The replay frequency of this command is quite low; We just make the LED flash in the right order. But in real attacks, you can use the same technique to record MAC addresses, flags, or factory settings, including serial numbers. Using the same approach we used here, you should be able to find the I2C buses on any IoT device and then analyze the communication between the components to read and send your own data. Also, due to the simplicity of this protocol, it is likely that you will encounter it on all types of devices.

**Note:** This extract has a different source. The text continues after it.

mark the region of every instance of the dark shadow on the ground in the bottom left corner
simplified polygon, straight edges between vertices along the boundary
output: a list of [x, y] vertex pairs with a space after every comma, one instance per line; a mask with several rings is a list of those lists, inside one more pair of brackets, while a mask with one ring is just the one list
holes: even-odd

In this chapter, you learned about the two most common protocols found in hardware IoT devices: SPI and I 2C. Fast peripherals are more likely to implement SPI, while I2C can be implemented in software even in microcontrollers that do not have a hardware I2C module due to its simplicity and low hardware requirements. The techniques and tools we discuss allow you to disassemble devices and analyze them to understand their functions in order to identify security weaknesses. Throughout this chapter, we’ve used Bus Pirate, one of the many great tools available for interfacing with SPI and I2C. This open source board has robust support for most IoT communication protocols, including built-in macros to analyze and attack a wide range of IoT devices.